Apache Hive Performance Tuning
Also available as:
PDF

Key components of Hive warehouse processing

A brief introduction to these software and systems, which affect performance, helps you understand the scope of the tuning task: HiveServer, admission control, batch processing using Apache Tez, interactive processing using Apache Tez and LLAP daemons, and YARN.

HiveServer

HiveServer provides Hive service to multiple clients that simultaneously execute queries against Hive using an open Apache Hive API driver, such as JDBC. For optimal performance, you should use HiveServer to connect your client application and the Hive enterprise data warehouse (EDW). Using Ambari, you can install, configure, and monitor the Hive service and HiveServer.
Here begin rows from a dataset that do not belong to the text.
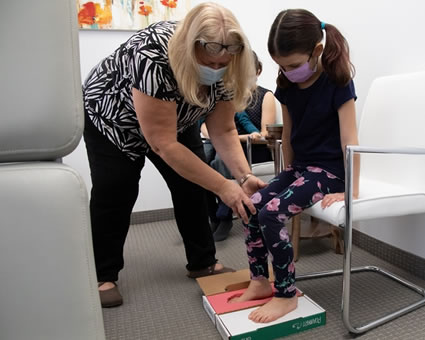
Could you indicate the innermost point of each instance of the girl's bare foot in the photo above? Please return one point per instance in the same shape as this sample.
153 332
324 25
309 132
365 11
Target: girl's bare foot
257 289
274 309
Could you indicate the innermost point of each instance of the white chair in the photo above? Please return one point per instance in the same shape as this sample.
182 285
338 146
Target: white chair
48 287
392 144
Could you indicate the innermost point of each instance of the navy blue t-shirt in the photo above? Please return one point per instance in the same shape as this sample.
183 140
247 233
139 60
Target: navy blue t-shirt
315 134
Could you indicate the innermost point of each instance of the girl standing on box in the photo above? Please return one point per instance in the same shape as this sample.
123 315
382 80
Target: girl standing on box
317 94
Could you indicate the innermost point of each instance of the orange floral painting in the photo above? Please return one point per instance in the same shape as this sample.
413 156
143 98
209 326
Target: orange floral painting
128 14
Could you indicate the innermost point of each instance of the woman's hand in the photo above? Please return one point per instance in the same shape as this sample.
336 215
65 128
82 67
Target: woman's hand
255 135
234 197
252 185
330 199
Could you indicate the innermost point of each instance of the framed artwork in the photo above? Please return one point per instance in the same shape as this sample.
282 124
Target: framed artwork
128 14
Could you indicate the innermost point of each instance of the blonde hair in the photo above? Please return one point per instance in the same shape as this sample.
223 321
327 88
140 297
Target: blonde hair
211 22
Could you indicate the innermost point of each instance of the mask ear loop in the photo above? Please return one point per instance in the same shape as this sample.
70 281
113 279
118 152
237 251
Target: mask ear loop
323 41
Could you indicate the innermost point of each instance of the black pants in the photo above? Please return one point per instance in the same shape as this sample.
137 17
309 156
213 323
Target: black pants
115 179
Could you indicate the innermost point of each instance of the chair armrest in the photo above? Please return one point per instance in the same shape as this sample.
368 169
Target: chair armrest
383 150
349 157
249 142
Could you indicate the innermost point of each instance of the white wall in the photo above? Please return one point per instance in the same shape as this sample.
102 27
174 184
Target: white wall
385 37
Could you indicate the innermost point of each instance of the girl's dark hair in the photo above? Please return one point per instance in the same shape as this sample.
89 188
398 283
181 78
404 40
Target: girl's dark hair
258 63
298 31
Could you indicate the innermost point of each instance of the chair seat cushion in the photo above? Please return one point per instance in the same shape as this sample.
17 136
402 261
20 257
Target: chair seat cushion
383 200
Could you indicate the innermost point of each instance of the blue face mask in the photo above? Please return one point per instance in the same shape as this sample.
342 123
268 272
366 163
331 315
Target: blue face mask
209 76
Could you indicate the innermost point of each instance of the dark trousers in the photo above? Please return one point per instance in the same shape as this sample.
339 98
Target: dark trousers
115 179
289 193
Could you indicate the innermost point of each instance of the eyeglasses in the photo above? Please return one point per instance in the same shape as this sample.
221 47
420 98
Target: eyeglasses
215 48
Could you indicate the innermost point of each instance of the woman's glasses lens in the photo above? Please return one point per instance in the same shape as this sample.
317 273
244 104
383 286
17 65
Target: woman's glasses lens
216 48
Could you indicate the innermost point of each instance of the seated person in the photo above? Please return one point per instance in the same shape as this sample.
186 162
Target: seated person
251 122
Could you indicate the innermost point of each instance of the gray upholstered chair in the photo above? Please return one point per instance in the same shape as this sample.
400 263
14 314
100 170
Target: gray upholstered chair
48 286
392 148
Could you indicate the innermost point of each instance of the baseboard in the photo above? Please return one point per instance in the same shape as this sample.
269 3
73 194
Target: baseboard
397 257
148 216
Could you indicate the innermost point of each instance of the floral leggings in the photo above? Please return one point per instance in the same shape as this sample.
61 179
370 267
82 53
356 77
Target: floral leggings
289 193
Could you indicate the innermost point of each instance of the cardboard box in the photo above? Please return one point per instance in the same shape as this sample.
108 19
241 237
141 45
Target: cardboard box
231 319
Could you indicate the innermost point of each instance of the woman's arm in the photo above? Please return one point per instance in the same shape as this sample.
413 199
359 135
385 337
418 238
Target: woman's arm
268 112
158 120
348 132
288 153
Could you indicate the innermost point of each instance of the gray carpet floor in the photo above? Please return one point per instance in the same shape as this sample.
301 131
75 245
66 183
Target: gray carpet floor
160 302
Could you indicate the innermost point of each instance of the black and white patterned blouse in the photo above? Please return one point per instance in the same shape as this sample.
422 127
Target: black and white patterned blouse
141 63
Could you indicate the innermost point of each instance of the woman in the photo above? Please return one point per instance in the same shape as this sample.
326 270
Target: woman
144 100
252 122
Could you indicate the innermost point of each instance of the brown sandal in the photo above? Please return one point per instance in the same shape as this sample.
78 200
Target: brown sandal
194 274
110 297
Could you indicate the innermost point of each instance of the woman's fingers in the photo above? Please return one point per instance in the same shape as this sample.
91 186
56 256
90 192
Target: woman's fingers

An embedded metastore, which is different from MetastoreDB, runs in HiveServer and performs the following tasks:

  • Gets statistics and schema from MetastoreDB
  • Compiles queries
  • Generates query execution plans
  • Submits query execution plans
  • Returns query results to the client

Admission control

HiveServer coordinates admission control. Admission control is critical to Hive performance tuning. Admission control manages queries in a manner similar to how connection pooling manages network connections in RDBMS databases. When using the Hive LLAP on the Tez engine, you can configure admission control.

Admission control performs the following functions:
  • Enables optimal Hive performance when multiple user sessions generate asynchronous threads simultaneously
  • Scales concurrent queries to suit system resources and demand
  • Postpones processing or cancels other queries if necessary

Batch processing using Apache Tez

Each queue must have the capacity to support one complete Tez application, as defined by its Application Master (AM) (tez.am.resource.memory.mb property). Consequently, the number of Apache Tez AMs limits the maximum number of queries a cluster can run concurrently. A Hive-based analytic application relies on YARN containers as execution resources. The Hive configuration defines containers. The number and longevity of containers that reside in your environment depend on whether you want to run with batch workloads or enable Hive LLAP in HDP.

Hive on Tez is an advancement over earlier application frameworks for Hadoop data processing, such as using Hive on MapReduce, which is not supported in HDP 3.0 and later. The Tez framework is suitable for high-performance batch workloads.

After query compilation, HiveServer generates a Tez graph that is submitted to YARN. A Tez AM monitors the query as it runs.

Interactive processing using Apache Tez and LLAP daemons

The way interactive and batch workloads operate with YARN and queues differs. Hive LLAP manages resources globally, rather than managing resources of each Tez session independently. LLAP does not rely on YARN: LLAP has its own resource scheduling and pre-emption built in. Consequently, you need only a single queue to manage all LLAP resources. Each LLAP daemon runs as a single YARN container.

The following diagram shows the architecture of Hive LLAP:

Query coordinators
Components that coordinate the execution of a single, persistent LLAP daemon, typically one per node. This is the main differentiating component of the architecture, which enables faster query runtimes than earlier execution engines.
Query executors
Threads running inside the LLAP daemon.
In-memory cache
A cache inside the LLAP daemon that is shared across all users.

YARN

LLAP depends on YARN queues. HiveServer and YARN work together to intelligently queue incoming queries of a Hive data set. The queuing process tends to minimize the latency of returned results. The LLAP daemons manage resources across YARN nodes. When you set up LLAP, you enable interactive queries, enable YARN pre-emption, and choose a YARN queue for LLAP processing.